Wigvormige opvulling onder toets

Door de hoek die de hals maakt met de kast, ontstaat er een wigvormige sleuf onder de toets vanaf de kast tot het klankgat. Deze wordt opgevuld met een wig, gemaakt van reststukjes van het toetshout.

De ruimte bij het klankgat is 1.9mm, de wig krijgt dus een verloop van 0 naar 1.9mm. Omdat de rozet doorloopt onder het fretboard, staat het in dit geval mooier als het laatste stukje "zweeft", waardoor een deel van de rozet zichtbaar blijft. Daarom loopt de wig niet helemaal tot het einde, maar tot de laatste fret.

Halshoek controleren

Om de halshoek te controleren wordt de hals bevestigd en de brug op de kast gelegd. De halshoek bepaalt uiteindelijk de hoogte van de snaren, oftewel de 'actie'. Op dit moment moet de rei die op de toets wordt gelegd ongeveer 1mm boven boven de rand van de brug uitkomen. De afwijking wordt gecorrigeerd door de hiel aan te passen.

Topkam maken

snaarhoogte aftekenen

De topkam wordt met een vijl en vervolgens fijn schuurpapier in de lengte en breedte passend gemaakt. Een lijn wordt getrokken in het verlengde van de top van de 2 laatste frets mbv een half potlood. De voorlopige snaarhoogte wordt 1mm hoger dan deze lijn.

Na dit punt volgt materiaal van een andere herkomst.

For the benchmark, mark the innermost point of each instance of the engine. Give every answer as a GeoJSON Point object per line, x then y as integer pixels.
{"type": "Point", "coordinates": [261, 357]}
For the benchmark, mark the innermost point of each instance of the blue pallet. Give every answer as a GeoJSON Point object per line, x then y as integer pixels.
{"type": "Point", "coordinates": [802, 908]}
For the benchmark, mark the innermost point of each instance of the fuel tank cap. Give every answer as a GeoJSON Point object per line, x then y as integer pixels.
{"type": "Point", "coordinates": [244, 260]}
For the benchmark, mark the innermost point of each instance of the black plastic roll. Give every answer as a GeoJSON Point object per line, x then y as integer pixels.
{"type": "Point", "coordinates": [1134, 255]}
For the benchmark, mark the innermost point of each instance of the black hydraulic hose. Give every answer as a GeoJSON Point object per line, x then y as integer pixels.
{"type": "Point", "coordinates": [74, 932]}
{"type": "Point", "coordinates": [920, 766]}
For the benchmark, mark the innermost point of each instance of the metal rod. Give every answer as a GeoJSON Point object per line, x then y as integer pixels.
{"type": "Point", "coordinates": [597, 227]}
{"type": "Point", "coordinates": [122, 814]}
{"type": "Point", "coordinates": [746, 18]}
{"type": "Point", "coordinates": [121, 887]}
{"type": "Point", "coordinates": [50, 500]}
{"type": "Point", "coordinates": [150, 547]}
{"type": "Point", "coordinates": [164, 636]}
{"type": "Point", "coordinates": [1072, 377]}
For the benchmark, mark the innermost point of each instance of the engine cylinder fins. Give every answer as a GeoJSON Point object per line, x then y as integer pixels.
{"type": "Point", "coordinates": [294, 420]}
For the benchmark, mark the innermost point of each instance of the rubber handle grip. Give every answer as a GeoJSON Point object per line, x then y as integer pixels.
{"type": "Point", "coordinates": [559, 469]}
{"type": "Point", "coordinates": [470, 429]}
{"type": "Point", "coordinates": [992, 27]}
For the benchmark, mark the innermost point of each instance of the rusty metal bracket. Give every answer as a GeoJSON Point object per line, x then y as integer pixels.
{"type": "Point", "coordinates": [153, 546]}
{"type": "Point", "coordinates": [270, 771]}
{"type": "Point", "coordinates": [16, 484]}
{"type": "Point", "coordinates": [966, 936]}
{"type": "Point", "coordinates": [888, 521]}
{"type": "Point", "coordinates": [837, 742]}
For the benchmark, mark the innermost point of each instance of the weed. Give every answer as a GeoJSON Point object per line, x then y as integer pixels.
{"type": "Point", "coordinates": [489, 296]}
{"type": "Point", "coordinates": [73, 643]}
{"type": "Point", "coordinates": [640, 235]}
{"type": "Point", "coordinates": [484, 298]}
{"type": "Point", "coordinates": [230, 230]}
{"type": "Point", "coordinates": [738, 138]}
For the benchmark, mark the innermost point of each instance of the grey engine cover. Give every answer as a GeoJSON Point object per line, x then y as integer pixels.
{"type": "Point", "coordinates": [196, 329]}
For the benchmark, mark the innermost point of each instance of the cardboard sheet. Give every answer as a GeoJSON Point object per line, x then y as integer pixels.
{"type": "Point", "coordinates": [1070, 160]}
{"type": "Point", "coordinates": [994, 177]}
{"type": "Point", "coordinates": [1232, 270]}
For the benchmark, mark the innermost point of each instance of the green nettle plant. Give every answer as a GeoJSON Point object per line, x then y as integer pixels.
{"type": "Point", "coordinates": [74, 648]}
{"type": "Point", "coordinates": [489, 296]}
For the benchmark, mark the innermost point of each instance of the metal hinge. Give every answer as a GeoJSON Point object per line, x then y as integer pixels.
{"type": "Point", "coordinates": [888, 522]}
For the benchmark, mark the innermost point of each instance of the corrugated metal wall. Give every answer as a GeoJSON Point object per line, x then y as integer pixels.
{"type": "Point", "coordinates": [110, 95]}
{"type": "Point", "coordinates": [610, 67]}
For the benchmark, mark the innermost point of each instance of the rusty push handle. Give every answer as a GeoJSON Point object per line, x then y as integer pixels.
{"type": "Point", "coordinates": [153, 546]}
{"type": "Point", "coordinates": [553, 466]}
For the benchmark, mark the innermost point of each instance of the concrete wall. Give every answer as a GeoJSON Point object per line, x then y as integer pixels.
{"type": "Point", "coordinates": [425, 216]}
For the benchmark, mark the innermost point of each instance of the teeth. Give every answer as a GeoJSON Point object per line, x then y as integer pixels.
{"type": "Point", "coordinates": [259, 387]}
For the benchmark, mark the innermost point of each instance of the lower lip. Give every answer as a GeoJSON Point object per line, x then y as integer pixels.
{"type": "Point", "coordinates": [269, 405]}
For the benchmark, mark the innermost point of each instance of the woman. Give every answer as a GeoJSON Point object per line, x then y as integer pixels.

Snaarsleuven voor de 4 bassnaren worden afgetekend op de kam

M.b.v. een malletje waarop de snaarafstanden zijn geprint (zie tabel) worden met een driehoekige vijl de juiste plaatsen overgebracht op de kam.

 

Met vijlen worden de gleuven globaal op diepte gebracht. De breedte van de gleuven wordt iets groter gemaakt dan de snaardiameter: dit zorgt ervoor dat de snaar beter glijdt bij het stemmen, zonder dat deze gaat rollen. Na opzetten van de snaren moet en de sleuven nauwkeurig op diepte worden gemaakt. Met een capo op de 1e fret worden met voelermaatjes de snaarhoogtes op de volgende fret opgemeten: E:0.45, A:0.4, D:0.3, G:0.25mm. Dit zijn ook de gewenste snaarhoogtes bij de eerste fret. De kam kan worden gevijld terwijl hij op zijn plek zit, maar ik vind het handiger om dit in de bankschroef te doen: geen risico op beschadigen van kop en/of hals bij het vijlen. Wel vergt dit een extra meting: ook de huidige snaarhoogte moet worden gemeten, zodat berekend kan worden hoeveel er gevijld moet worden, cq over moet blijven. Als alles op diepte is, wordt de bodem van de gleuven zwart gemaakt met een potlood. Onder een hoek van ca 20 graden worden de gleuven schuin naar achteren gevijld, op de voorste 2mm na: dit is goed te zien aan het overblijvende potloodzwart.

Als laatste wordt de kam in model gevijld en daarna glimmend geschuurd met korrel 800, 1500 en 2000.